I had so much fun doing the Holiday Madness bracket at Christmas, I thought this would be another fun one to do. As you see, Disney movies are on the left side of the bracket and Pixar movies are on the right, meeting in the final. As with all brackets, the seeding is the most important factor in determining the outcome, and I think the seeding here is a bit flawed. I’m not really sure how it was done, and I feel like the starting matchups could be better, but I’m too lazy to figure out my own, so we’ll go with this one.
I really tried to be objective instead of just picking my favorites. On the Disney side, I knew it would come down to those top four, and then I struggled to pick among them. I admit I probably let some nostalgia sway me, because The Lion King is my favorite Disney movie.
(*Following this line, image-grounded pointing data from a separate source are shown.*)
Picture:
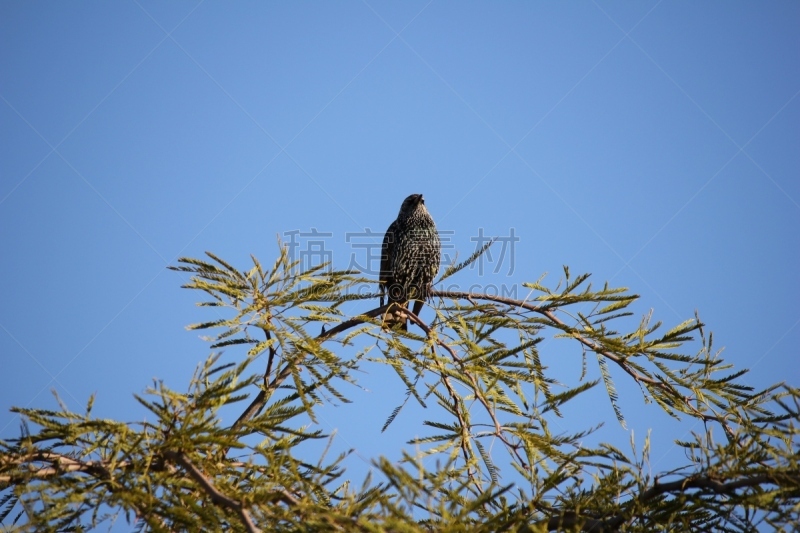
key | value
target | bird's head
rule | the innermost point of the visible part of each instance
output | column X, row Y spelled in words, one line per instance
column 411, row 205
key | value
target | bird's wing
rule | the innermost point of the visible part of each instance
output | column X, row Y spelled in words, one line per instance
column 387, row 251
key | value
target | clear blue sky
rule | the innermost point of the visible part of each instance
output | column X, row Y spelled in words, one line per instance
column 654, row 144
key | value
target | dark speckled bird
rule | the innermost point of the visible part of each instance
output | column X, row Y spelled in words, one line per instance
column 409, row 257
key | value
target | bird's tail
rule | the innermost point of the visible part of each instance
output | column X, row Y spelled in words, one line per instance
column 395, row 317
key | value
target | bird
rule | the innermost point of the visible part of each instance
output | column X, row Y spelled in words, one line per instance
column 410, row 257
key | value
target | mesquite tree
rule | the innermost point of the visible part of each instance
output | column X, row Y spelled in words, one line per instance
column 478, row 370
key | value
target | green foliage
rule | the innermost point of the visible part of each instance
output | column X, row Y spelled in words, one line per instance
column 477, row 369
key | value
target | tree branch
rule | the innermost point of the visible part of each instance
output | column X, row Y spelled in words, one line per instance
column 216, row 496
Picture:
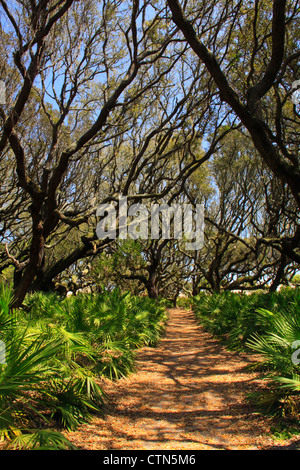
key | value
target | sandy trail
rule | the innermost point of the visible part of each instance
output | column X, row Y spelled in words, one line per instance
column 187, row 394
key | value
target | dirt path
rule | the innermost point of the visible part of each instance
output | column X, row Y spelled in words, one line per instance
column 187, row 394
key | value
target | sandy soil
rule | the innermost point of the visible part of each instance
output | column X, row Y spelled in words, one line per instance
column 189, row 393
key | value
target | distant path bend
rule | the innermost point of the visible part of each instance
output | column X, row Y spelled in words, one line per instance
column 187, row 394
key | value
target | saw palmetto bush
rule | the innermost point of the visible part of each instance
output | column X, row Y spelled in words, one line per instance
column 268, row 324
column 233, row 317
column 56, row 353
column 279, row 350
column 41, row 385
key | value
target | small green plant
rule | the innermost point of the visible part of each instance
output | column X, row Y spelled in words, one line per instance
column 56, row 352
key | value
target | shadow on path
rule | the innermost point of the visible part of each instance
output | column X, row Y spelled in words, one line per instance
column 188, row 393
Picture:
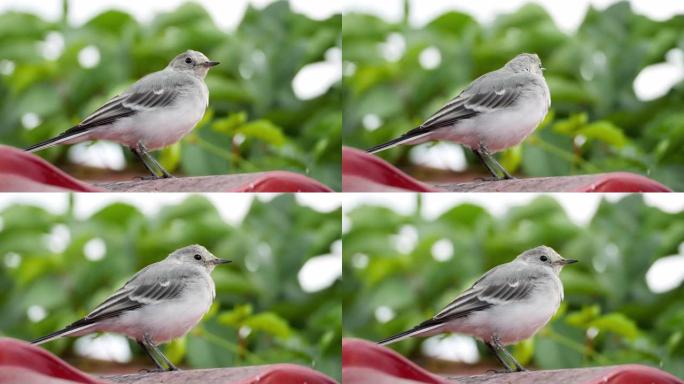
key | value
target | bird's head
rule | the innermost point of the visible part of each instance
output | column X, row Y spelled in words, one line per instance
column 526, row 62
column 546, row 257
column 196, row 255
column 193, row 62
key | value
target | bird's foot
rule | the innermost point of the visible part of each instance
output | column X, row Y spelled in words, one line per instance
column 152, row 370
column 150, row 177
column 487, row 179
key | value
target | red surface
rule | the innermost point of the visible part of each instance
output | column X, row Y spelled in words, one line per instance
column 281, row 181
column 363, row 172
column 22, row 362
column 363, row 360
column 289, row 374
column 25, row 172
column 366, row 362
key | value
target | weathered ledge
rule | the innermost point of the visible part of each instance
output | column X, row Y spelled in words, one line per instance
column 275, row 181
column 609, row 374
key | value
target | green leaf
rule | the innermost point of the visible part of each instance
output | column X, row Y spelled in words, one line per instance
column 170, row 157
column 263, row 130
column 175, row 350
column 583, row 317
column 271, row 323
column 524, row 351
column 617, row 323
column 230, row 123
column 237, row 316
column 604, row 131
column 572, row 124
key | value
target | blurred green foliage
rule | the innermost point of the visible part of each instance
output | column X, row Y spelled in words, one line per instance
column 606, row 292
column 250, row 92
column 259, row 290
column 596, row 123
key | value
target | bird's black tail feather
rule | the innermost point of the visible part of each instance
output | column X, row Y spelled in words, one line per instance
column 66, row 331
column 68, row 135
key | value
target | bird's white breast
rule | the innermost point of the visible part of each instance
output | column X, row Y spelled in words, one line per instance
column 500, row 129
column 169, row 319
column 514, row 321
column 157, row 128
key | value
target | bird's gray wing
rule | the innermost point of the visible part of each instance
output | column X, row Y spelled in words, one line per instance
column 491, row 91
column 500, row 285
column 155, row 283
column 483, row 296
column 156, row 90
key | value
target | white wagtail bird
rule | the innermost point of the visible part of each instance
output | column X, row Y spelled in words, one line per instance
column 160, row 303
column 509, row 303
column 496, row 111
column 155, row 112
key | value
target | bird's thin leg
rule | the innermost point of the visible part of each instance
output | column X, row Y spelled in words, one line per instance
column 498, row 357
column 142, row 159
column 503, row 170
column 486, row 164
column 497, row 343
column 160, row 353
column 149, row 354
column 143, row 150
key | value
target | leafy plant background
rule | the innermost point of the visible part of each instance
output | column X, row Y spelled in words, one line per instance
column 596, row 123
column 259, row 290
column 251, row 96
column 606, row 292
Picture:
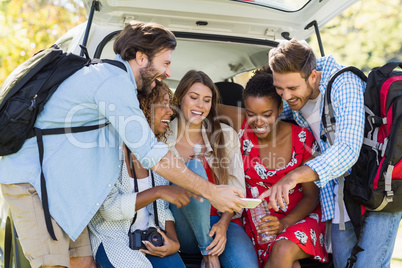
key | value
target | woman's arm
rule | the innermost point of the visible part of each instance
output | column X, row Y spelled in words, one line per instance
column 170, row 193
column 219, row 229
column 232, row 115
column 271, row 225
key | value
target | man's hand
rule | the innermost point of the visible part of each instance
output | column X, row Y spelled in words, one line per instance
column 169, row 247
column 226, row 198
column 280, row 190
column 270, row 225
column 176, row 195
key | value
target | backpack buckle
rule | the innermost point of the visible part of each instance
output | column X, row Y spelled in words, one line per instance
column 389, row 196
column 384, row 147
column 377, row 121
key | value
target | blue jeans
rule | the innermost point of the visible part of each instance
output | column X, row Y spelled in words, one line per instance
column 193, row 224
column 342, row 243
column 378, row 240
column 173, row 260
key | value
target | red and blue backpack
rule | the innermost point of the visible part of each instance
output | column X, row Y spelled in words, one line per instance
column 375, row 183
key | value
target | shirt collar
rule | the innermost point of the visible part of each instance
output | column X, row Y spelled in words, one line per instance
column 129, row 70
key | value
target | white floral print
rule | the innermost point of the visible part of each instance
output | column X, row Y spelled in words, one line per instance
column 301, row 221
column 291, row 191
column 240, row 133
column 314, row 148
column 315, row 216
column 292, row 162
column 247, row 145
column 301, row 236
column 261, row 171
column 282, row 237
column 302, row 136
column 271, row 173
column 313, row 236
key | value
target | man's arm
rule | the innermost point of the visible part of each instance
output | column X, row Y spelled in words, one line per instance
column 222, row 197
column 348, row 103
column 281, row 189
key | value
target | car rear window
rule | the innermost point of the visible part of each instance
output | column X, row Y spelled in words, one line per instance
column 283, row 5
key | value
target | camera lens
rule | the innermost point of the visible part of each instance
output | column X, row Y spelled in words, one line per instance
column 156, row 239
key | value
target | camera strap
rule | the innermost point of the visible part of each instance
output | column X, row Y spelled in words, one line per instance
column 136, row 190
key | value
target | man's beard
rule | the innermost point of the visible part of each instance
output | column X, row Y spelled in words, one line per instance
column 147, row 77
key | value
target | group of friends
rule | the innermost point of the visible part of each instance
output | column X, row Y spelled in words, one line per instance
column 138, row 172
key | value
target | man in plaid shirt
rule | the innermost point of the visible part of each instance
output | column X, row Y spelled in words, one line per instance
column 301, row 80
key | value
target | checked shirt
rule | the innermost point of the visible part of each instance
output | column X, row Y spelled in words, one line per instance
column 348, row 104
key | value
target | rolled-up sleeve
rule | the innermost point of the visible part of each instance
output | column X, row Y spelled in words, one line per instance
column 347, row 100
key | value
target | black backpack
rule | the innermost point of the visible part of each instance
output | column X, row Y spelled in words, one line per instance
column 24, row 94
column 375, row 183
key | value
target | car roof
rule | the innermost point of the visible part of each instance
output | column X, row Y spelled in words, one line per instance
column 223, row 38
column 262, row 19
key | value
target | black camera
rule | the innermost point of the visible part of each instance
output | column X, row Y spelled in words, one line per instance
column 151, row 234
I’m confused by the inclusion of The Nightmare Before Christmas instead of, say, The Rescuers Down Under or Atlantis if they wanted to keep it around the Disney Renaissance period, or Wreck-It Ralph if going more contemporary.
On the Pixar side, Up and Wall-E are my favorite Pixar movies, but they didn’t make it very far. I really struggled with the seeding: Finding Nemo vs. Inside Out and The Incredibles vs. Wall-E do not seem like first round matchups to me. I also admit I have not seen Coco or Cars 2 (plus I fell asleep during the original Cars).